Extending its gaining streak, SBI shares opened higher at ₹571.70 against the previous closing price of ₹566.20 on the BSE. In the early trade so far, the banking stock gained as much as 1.3% to ₹573.70, while the market capitalisation climbed to ₹5.11 lakh crore.

The shares of SBI touched a 52-week high of ₹629.65 on December 15, 2022, and a 52-week low of ₹499.35 on February 1, 2023. At the current level, the PSU bank stock trades 9% lower than its 52-week high and nearly 15% higher than its 52-week low. In the last one year, SBI shares have delivered flat returns, while it gave negative returns of 6% in the calendar year 2023. In the past six months, the counter lost nearly 1%, while it fell over 5% in a month.

In a post-market release on Wednesday, SBI said that raised ₹10,000 crore at a coupon rate of 7.81% through its first Basel III compliant Tier 2 bond for the current financial year. The bonds were issued for 15 years tenor, with the first call option after 10 years.

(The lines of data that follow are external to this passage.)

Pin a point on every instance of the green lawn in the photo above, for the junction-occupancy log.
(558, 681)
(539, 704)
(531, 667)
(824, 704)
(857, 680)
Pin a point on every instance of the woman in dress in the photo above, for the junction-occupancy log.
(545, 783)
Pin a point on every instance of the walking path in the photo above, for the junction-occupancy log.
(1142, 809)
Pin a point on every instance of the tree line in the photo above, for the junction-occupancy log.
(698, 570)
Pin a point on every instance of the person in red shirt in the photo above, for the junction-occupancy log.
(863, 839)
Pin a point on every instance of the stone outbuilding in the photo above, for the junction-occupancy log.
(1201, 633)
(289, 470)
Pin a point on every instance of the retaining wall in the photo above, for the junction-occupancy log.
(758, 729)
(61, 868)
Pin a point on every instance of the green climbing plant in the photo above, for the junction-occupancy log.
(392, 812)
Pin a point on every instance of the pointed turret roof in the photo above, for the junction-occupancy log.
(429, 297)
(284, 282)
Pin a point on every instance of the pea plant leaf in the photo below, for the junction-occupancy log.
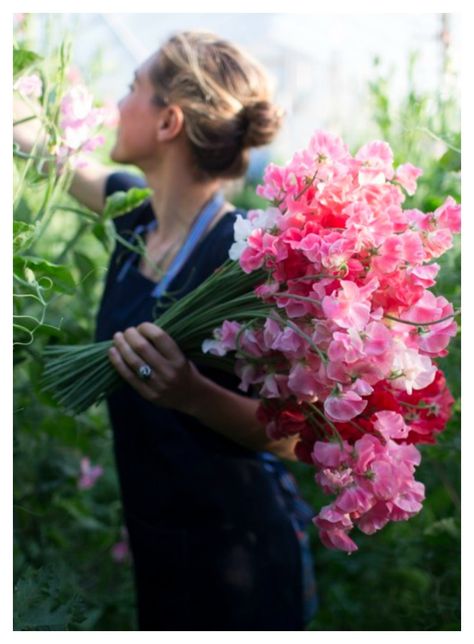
(122, 202)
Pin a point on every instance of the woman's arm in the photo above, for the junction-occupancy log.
(88, 183)
(234, 416)
(175, 382)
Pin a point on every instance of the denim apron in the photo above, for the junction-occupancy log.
(221, 527)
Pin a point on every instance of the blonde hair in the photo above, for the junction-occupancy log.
(225, 97)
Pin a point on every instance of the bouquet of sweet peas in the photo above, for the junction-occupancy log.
(332, 323)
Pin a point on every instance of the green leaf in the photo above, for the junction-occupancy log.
(60, 276)
(22, 59)
(23, 235)
(121, 202)
(104, 235)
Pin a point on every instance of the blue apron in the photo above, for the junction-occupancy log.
(215, 531)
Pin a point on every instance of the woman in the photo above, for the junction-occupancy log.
(214, 519)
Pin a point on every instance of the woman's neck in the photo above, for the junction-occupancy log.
(177, 199)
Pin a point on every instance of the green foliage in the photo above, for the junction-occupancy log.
(23, 59)
(121, 202)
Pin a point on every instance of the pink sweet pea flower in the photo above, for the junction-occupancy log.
(375, 518)
(89, 474)
(377, 162)
(448, 215)
(29, 85)
(390, 424)
(330, 454)
(344, 406)
(347, 307)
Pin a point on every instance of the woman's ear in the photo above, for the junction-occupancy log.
(170, 123)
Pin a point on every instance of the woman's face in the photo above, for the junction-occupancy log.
(136, 141)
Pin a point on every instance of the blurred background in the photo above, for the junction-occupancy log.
(387, 76)
(321, 65)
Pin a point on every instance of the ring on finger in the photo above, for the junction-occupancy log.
(144, 372)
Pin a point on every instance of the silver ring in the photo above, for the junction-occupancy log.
(144, 372)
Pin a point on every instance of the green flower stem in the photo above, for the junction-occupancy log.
(448, 317)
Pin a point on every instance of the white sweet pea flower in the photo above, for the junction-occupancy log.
(243, 228)
(416, 371)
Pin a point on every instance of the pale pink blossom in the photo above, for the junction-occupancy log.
(344, 406)
(29, 85)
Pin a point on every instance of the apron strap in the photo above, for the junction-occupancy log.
(209, 211)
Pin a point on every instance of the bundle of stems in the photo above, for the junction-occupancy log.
(79, 376)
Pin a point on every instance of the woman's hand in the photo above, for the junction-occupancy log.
(173, 377)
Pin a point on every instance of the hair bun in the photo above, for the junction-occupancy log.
(262, 121)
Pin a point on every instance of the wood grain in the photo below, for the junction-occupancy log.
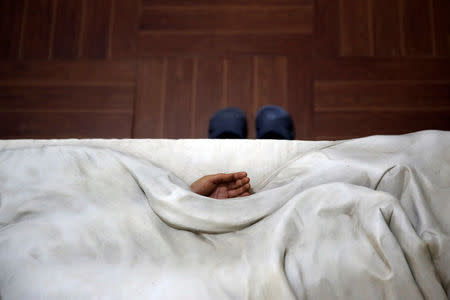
(354, 28)
(359, 124)
(326, 28)
(178, 105)
(125, 28)
(239, 88)
(442, 27)
(36, 36)
(382, 69)
(72, 98)
(67, 29)
(96, 29)
(386, 28)
(229, 2)
(68, 72)
(65, 125)
(398, 96)
(208, 93)
(417, 27)
(11, 19)
(150, 98)
(300, 96)
(228, 19)
(270, 81)
(223, 44)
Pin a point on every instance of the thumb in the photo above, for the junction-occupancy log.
(222, 178)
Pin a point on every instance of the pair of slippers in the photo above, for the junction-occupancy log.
(272, 122)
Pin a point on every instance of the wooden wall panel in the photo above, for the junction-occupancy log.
(300, 96)
(326, 28)
(178, 110)
(68, 72)
(229, 2)
(208, 92)
(386, 28)
(226, 29)
(67, 98)
(239, 88)
(355, 28)
(43, 99)
(38, 24)
(270, 83)
(161, 68)
(65, 125)
(66, 39)
(417, 27)
(160, 44)
(150, 98)
(11, 19)
(393, 96)
(382, 69)
(344, 125)
(124, 28)
(96, 28)
(441, 13)
(291, 19)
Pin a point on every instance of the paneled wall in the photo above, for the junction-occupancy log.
(160, 68)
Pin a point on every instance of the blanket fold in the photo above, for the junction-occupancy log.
(358, 219)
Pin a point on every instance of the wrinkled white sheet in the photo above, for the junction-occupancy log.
(114, 219)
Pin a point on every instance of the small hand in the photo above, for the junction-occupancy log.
(223, 186)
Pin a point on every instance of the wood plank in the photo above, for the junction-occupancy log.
(212, 19)
(36, 36)
(96, 28)
(223, 44)
(354, 28)
(300, 96)
(150, 99)
(92, 98)
(361, 124)
(11, 19)
(67, 29)
(229, 2)
(208, 77)
(386, 28)
(381, 96)
(178, 104)
(239, 88)
(417, 28)
(326, 30)
(442, 27)
(64, 125)
(125, 28)
(67, 72)
(270, 81)
(382, 69)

As per the release, the issue garnered an overwhelming response from the investors with bids of ₹15,907 crore and was oversubscribed almost 4 times against the base issue size of ₹4,000 crore with 98 bids.

Dinesh Khara, Chairman, SBI said that wider participation and heterogeneity of bids demonstrated the trust investors place in the country’s largest Bank.

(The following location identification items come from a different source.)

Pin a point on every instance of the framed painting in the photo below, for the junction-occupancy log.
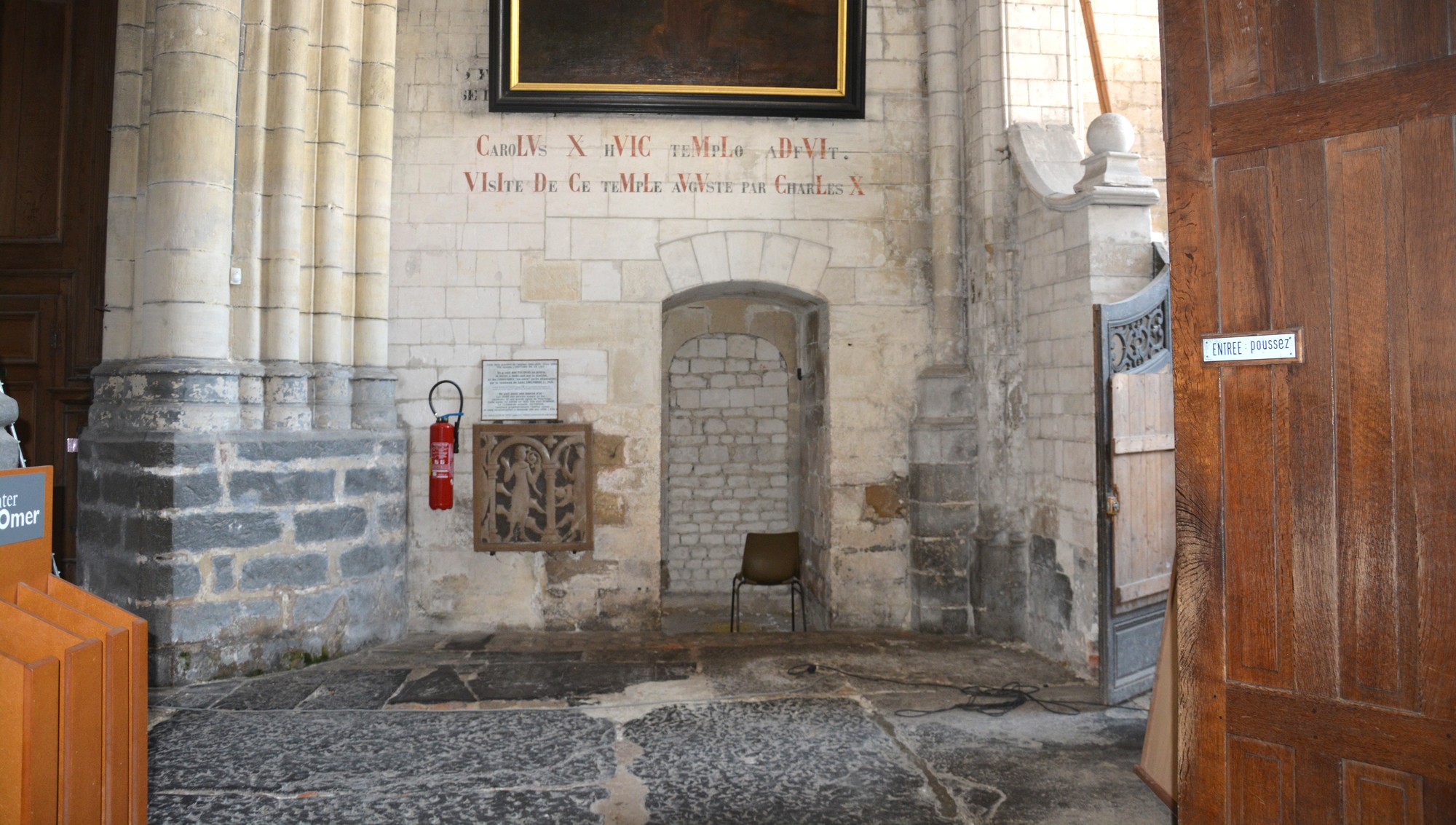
(799, 59)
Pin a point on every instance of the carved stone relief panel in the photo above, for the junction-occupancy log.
(534, 487)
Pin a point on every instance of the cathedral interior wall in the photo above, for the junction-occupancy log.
(314, 200)
(601, 221)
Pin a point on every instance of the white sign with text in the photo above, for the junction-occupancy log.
(1263, 347)
(519, 391)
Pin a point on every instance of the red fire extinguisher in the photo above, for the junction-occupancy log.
(445, 442)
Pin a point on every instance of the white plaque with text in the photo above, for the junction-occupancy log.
(519, 391)
(1278, 347)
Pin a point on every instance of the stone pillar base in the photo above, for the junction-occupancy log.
(943, 512)
(375, 400)
(286, 397)
(247, 550)
(333, 395)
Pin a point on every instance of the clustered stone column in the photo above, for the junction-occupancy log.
(943, 454)
(242, 473)
(9, 448)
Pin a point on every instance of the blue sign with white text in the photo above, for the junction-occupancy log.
(23, 508)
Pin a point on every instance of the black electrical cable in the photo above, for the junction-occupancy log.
(982, 698)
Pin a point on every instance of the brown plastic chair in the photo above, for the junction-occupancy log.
(771, 558)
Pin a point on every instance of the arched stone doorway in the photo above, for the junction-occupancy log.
(729, 455)
(743, 422)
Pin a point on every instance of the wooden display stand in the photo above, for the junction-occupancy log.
(74, 682)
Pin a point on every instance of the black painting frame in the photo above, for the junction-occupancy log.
(847, 103)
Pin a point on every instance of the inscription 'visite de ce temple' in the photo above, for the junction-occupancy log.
(649, 148)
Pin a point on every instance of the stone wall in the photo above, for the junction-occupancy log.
(583, 273)
(1078, 250)
(247, 551)
(729, 457)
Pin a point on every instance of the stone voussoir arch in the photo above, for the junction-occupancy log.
(749, 258)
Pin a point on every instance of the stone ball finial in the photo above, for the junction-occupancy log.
(1112, 133)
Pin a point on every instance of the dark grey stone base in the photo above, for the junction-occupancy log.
(247, 550)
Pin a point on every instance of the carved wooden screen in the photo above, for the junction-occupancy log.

“Based on the response, the Bank decided to accept ₹10,000 crores at a coupon rate of 7.81% payable annually for a tenor of 15 years with a call option after 10 years and on anniversary dates thereafter,” SBI says in a BSE filing.

This is the first Tier 2 bond issuance by the state-owned bank in the current financial year. The bank has been rated ‘AAA’ with stable outlook from CRISIL and India Ratings & Research Private Limited for these instruments.

CRISIL in its report said that rating continued to factor in the SBI group’s dominant market position in the Indian banking industry, strong resource profile and adequate capitalisation. The ratings also factored in the continued strong support that the bank is likely to receive from its majority owner, government of India (GoI), both on an ongoing basis and in the event of distress. These strengths were partially offset by the average asset quality of the group, it added.

In September this year, SBI raised ₹10,000 crore at a coupon rate of 7.49% through its fourth infrastructure bond issuance, which will be used for enhancing long term resources for funding infrastructure and affordable housing segment.

Prior to this, the bank raised long term bonds of ₹10,000 crores on August 1, 2023, at a spread of 13 basis points (bps) over corresponding FBIL G-Sec par curve.

Earlier in April this year, SBI had unveiled a plan to raise $2 billion through offshore bonds in single or multiple tranches during the financial year 2023-24.  The PSU lender had said that the capital would be raised through a public or private placement of senior unsecured notes in U.S. dollars or any other convertible foreign currency.